Interview with INDICATE co-lead Michel van Genderen on De Nieuws BV at NPO Radio 1

AI in Healthcare: ‘Often seen as a band-aid for structural problems’

Recently, INDICATE co-lead Michel van Genderen shared his expertise on the Dutch Radio national news program De Nieuws BV (BNN VARA) at NPO Radio 1, discussing the challenges of implementing artificial intelligence in healthcare. 

According to the internist, the problem doesn’t lie in a lack of innovation, but in how that innovation is implemented. AI is often applied on top of existing healthcare systems without fundamentally changing those systems. AI is used because it can be used, not because it actually solves a real problem. “Healthcare is like a car,” Van Genderen explains. “And what we’re doing now is trying to install all these new gadgets, while the car itself actually needs to be redesigned. Many AI models are technically very impressive, but in practice they don’t solve a relevant, existing problem.”


“Predicting models can perform very well based on a dataset, but the real question is: what use is it for a doctor or patient? What problem are we actually solving with this?”


Clinical Application

This is evident, for example, in AI models that predict the likelihood of a patient dying. “Predicting models can perform very well based on a dataset,” says the internist. “But the real question is: what use is it for a doctor or patient?” Without a clear clinical application, the added value of these kinds of tools remains limited. The fundamental question “What problem are we actually solving with this?” is, according to Van Genderen, too rarely asked when developing AI applications.

The AI Hype

The AI hype is reinforced by consumer behavior. Technologies like ChatGPT are adopted rapidly, often without critical questions about reliability. This pattern can also be seen in healthcare. “We tend to think: this is new and smart, so we should use it,” says the internist. But in healthcare, different standards apply: transparency, safety, and explainability are crucial. “AI sells well and sounds promising, but it doesn’t always provide good solutions.” Discussions about responsibility are quickly seen as a hindrance to progress, whereas that responsibility is actually essential.

Innovation is Necessary

This nuance is important because the problems in healthcare are real.

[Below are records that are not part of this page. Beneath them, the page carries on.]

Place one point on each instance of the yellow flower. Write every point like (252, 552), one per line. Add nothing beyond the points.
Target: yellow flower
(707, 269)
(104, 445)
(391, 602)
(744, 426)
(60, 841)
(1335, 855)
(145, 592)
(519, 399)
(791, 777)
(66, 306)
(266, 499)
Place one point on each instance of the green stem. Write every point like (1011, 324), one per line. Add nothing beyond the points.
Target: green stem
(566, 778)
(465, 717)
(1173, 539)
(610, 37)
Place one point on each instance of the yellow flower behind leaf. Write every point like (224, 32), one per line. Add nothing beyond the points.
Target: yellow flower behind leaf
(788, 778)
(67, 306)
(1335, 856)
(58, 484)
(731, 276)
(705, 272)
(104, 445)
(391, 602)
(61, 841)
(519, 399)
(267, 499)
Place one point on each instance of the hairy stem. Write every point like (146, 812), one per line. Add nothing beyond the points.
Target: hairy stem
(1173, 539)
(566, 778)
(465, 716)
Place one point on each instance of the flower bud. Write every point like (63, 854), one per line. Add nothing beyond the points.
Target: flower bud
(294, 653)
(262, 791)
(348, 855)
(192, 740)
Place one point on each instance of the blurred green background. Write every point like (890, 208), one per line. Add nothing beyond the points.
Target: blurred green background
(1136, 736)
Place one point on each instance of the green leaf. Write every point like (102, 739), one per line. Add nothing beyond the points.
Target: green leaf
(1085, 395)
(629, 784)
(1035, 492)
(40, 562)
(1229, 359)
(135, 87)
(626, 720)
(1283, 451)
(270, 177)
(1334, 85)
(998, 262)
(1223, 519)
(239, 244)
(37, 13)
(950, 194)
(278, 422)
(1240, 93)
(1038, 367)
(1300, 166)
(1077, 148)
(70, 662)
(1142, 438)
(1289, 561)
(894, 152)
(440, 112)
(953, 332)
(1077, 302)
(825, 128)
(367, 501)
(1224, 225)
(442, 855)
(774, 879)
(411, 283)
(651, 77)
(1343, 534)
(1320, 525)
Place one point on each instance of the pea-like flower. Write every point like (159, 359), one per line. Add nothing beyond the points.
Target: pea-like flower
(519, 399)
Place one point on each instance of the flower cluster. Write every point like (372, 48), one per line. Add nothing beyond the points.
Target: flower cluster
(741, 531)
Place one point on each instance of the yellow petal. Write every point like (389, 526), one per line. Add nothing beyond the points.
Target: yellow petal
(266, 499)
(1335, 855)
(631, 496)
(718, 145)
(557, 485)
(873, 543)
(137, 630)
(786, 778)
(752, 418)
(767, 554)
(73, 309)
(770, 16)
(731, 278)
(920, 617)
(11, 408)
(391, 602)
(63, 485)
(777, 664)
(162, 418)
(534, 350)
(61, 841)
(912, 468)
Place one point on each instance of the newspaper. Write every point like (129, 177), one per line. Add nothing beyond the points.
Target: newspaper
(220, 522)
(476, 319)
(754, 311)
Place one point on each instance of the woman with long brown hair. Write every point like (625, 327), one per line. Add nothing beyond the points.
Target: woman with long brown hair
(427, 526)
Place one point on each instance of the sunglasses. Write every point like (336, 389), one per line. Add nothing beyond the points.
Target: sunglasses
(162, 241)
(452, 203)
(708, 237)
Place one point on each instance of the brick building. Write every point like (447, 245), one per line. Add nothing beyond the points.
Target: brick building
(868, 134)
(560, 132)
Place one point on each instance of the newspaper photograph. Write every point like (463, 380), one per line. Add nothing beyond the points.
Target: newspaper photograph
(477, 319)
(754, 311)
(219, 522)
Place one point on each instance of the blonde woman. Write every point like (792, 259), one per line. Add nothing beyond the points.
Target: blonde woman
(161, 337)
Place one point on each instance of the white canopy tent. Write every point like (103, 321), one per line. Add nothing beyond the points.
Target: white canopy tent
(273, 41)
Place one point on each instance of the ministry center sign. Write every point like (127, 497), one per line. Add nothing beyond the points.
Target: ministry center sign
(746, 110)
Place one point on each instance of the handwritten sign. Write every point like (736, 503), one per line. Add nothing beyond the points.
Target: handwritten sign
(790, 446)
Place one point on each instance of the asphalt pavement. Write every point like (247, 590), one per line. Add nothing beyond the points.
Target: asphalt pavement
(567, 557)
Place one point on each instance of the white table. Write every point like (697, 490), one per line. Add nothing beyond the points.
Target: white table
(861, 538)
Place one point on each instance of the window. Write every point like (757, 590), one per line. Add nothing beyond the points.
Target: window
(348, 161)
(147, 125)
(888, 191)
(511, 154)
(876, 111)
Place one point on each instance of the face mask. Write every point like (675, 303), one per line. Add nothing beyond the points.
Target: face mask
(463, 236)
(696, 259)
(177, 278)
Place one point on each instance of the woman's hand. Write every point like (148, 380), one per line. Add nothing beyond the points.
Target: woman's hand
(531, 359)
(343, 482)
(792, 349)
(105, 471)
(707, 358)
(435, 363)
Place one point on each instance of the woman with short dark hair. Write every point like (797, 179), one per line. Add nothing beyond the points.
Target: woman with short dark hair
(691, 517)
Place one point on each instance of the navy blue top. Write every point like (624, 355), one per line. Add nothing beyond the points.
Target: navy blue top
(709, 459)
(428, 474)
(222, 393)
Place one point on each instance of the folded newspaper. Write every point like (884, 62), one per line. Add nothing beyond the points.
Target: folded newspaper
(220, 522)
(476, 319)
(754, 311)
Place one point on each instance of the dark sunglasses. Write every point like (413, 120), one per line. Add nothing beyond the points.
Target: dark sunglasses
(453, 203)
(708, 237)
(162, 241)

Van Genderen points to his experiences during the COVID-19 pandemic: the demand for care is growing rapidly, while the number of healthcare workers is falling behind. Technological innovation is therefore necessary. According to Van Genderen, AI is too often seen as a band-aid for structural problems. “Some of the things we try to solve with AI might not even need solving,” he suggests.

Ethics by Design

Recent research shows that language models respond differently in medical diagnoses when sociodemographic characteristics are included. In some cases, this leads to a completely different, and sometimes incorrect, assessment. Such “black-box” models undermine the trust of healthcare professionals and patients. Van Genderen argues that trust is essential for successful innovation. That’s why he advocates for so-called ethics by design – ethical, legal, and societal considerations that must be incorporated from the very start of the development process. “If you do it afterward, it’s already too late,” he states.